Abstract: [Plain Text Version]

An important theorem of Banaszczyk (Random Structures & Algorithms 1998) states that for any sequence of vectors of $\ell_2$ norm at most $1/5$ and any convex body $K$ of Gaussian measure $1/2$ in ${\mathbb R}^n$, there exists a signed combination of these vectors which lands inside $K$. A major open problem is to devise a constructive version of Banaszczyk's vector balancing theorem, i.e., to find an efficient algorithm which constructs the signed combination.

We make progress towards this goal along several fronts. As our first contribution, we show an equivalence between Banaszczyk's theorem and the existence of $O(1)$-subgaussian distributions over signed combinations. For the case of symmetric convex bodies, our equivalence implies the existence of a universal signing algorithm (i.e., independent of the body), which simply samples from the subgaussian sign distribution and checks to see if the associated combination lands inside the body.

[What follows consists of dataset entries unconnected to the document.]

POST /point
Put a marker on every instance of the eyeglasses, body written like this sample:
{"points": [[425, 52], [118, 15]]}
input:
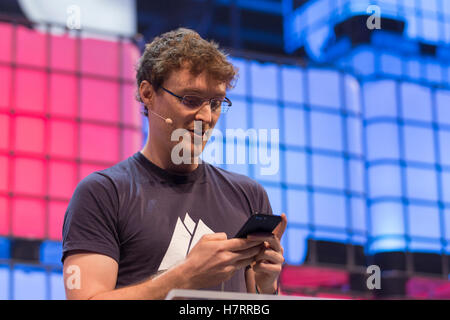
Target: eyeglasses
{"points": [[195, 102]]}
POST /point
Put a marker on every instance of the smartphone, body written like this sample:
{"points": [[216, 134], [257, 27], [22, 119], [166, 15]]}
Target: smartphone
{"points": [[257, 223]]}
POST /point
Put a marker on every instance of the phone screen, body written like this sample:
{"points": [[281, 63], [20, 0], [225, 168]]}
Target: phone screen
{"points": [[258, 223]]}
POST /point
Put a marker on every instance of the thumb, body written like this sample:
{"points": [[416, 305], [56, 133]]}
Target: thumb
{"points": [[281, 227]]}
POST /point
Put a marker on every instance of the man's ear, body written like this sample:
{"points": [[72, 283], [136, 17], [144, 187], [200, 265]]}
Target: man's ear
{"points": [[146, 92]]}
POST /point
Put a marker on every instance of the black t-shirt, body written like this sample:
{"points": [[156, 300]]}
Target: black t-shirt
{"points": [[148, 219]]}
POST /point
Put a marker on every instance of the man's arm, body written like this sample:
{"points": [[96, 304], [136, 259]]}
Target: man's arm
{"points": [[98, 276], [213, 259]]}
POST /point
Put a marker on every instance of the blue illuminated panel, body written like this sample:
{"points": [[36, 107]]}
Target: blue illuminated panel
{"points": [[320, 181], [311, 25]]}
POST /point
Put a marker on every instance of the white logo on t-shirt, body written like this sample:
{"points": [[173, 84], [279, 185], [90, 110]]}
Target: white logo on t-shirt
{"points": [[185, 236]]}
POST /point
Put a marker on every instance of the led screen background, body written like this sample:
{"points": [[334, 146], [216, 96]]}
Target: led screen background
{"points": [[364, 154]]}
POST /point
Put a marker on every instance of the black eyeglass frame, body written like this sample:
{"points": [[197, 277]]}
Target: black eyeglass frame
{"points": [[181, 98]]}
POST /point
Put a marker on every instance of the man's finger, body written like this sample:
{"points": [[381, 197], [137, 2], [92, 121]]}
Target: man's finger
{"points": [[281, 227], [273, 241], [238, 244]]}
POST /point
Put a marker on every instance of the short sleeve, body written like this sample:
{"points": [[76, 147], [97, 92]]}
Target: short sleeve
{"points": [[263, 200], [90, 221]]}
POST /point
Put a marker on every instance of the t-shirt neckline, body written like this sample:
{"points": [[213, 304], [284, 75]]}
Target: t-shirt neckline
{"points": [[169, 176]]}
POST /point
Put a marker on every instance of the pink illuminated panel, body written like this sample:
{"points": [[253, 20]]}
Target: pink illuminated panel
{"points": [[63, 137], [67, 109], [4, 169], [28, 218], [4, 216], [99, 100], [99, 143], [100, 57], [31, 47], [4, 131], [63, 98], [62, 179], [29, 135], [5, 87], [30, 90], [5, 42], [56, 211], [63, 53], [29, 176]]}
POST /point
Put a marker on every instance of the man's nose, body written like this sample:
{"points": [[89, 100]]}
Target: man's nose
{"points": [[205, 113]]}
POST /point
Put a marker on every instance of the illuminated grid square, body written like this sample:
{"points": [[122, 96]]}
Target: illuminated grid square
{"points": [[5, 87]]}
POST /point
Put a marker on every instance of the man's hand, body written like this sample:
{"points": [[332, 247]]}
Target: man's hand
{"points": [[215, 259], [268, 263]]}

For asymmetric convex bodies, we provide a novel recentering procedure, which allows us to reduce to the case where the body is symmetric.

As our second main contribution, we show that the above framework can be efficiently implemented when the vectors have length $O(1/\sqrt{\log n})$, recovering Banaszczyk's results under this stronger assumption. More precisely, we use random walk techniques to produce the required $O(1)$-subgaussian signing distributions when the vectors have length $O(1/\sqrt{\log n})$, and use a stochastic gradient ascent method to implement the recentering procedure for asymmetric bodies.


An extended abstract of this paper appeared in the Proceedings of the 20th International Workshop on Randomization and Computation, RANDOM 2016.